Yet we are here as well. It is an odd mixture. And it is why we aren’t really growing (well, barely) despite all the fuck-ups done by Huffman. Meanwhile e.g. Bluesky is really gathering people together! That’s the difference that listening to people makes: they go where there’s a nice environment, which addresses their concerns, in large part bc it makes them feel heard.
People most definitely don’t come to Lemmy to be heard. Well, to be more precise, they do not stay once they learn that it isn’t going to happen, without MAJOR efforts on their part to block a goodly fraction of the Lemmy userbase that will not control their own words, hence making anyone who does not enjoy listening to such need to put in the work to do that for them.
That’s never going to happen. The admins of Lemmy.ml are the actual developers who make the Lemmy software, so there is huge resistance to doing things that will offend them.

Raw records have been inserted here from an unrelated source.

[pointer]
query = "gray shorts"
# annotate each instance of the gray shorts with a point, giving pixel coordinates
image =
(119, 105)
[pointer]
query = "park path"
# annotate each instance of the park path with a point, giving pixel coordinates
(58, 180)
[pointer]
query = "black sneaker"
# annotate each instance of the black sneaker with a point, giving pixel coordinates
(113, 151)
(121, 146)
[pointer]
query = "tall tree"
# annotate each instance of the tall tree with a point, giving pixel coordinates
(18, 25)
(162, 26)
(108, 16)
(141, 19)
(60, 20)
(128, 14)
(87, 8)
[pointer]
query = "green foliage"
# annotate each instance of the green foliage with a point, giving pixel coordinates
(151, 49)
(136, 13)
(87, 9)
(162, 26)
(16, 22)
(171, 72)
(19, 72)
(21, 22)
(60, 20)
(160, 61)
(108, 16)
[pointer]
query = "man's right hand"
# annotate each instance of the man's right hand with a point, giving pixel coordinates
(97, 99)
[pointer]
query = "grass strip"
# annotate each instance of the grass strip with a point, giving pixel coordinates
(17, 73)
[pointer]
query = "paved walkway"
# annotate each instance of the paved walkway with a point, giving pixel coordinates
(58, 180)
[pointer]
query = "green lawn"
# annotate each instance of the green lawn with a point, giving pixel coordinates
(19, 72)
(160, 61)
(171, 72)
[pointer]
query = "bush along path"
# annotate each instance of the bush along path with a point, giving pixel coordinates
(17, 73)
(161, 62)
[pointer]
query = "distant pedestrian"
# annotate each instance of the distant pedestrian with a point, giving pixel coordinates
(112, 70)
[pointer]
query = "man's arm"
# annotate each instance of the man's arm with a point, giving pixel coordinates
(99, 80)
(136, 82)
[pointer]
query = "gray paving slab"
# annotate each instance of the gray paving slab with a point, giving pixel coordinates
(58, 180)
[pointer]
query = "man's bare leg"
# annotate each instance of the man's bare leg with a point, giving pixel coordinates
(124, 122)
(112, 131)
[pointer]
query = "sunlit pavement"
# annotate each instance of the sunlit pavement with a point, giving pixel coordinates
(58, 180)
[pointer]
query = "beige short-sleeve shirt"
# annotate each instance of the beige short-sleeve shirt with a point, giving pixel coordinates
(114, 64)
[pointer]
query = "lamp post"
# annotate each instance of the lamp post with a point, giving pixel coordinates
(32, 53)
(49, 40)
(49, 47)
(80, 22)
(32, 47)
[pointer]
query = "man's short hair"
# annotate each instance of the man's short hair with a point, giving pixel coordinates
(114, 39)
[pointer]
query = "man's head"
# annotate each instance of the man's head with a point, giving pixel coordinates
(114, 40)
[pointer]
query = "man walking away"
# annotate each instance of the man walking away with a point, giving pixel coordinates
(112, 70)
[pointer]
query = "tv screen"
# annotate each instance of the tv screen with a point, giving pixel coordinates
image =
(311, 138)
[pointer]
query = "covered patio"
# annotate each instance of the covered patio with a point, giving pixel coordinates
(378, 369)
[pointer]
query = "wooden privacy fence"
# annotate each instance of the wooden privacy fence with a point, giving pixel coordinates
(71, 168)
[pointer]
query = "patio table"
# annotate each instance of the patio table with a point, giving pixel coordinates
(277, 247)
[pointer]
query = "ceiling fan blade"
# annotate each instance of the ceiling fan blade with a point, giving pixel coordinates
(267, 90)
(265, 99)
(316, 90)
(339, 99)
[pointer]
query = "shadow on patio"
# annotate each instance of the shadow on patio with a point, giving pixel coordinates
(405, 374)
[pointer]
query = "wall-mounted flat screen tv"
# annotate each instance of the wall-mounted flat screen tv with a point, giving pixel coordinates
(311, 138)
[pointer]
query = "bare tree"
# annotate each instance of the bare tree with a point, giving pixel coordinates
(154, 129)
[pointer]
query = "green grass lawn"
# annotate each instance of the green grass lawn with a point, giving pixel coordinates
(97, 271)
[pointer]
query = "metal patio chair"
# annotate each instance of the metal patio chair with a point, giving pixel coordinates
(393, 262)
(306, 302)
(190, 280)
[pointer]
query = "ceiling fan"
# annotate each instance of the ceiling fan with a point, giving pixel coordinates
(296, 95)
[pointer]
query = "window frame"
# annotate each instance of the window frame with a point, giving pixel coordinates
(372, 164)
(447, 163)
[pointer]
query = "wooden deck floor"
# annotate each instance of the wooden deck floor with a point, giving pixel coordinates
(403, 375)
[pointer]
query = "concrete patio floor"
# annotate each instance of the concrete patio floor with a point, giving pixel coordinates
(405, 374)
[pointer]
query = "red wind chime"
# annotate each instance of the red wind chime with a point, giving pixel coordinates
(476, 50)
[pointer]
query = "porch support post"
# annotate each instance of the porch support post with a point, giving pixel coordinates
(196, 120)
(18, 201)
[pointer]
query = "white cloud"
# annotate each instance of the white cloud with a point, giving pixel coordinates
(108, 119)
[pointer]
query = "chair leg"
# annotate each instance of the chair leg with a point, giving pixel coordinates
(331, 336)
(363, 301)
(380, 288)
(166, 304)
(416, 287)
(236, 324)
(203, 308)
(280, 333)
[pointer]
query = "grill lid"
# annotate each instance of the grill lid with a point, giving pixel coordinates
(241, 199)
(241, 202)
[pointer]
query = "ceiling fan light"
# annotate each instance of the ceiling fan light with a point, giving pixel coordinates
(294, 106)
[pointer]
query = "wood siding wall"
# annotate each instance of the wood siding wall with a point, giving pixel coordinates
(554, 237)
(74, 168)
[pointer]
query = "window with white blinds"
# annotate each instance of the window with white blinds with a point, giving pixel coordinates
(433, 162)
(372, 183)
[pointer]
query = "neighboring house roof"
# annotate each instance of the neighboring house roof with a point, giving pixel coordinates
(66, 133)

There was a software project aiming at making a non-Lemmy Reddit replacement. The main dev got sick and basically the project (Kbin) died, though spawned a fork called Mbin, which afaik has barely been improved since.
Though you may want to check out PieFed, even entirely aside from all of this. The set of features that it has been developing and the speed that they are added is nothing short of astonishing! Btw I am writing to you on Lemmy from PieFed right now.:-)
The Alt-Left is my own phrase for people who act identically to the Alt-Right (as described in e.g. Innuendo Studios’ The Alt Right Playbook - gish gallop, didoing, pyramid thinking, controlling the conversation, etc.), just on the “left” side. The more traditional term is the (much more?) pejorative “tankies”. There are several communities that discuss these events - one entirely dedicated to tankies in particular is [email protected], but as the abuses are rampant you will also see it in [email protected], [email protected], etc.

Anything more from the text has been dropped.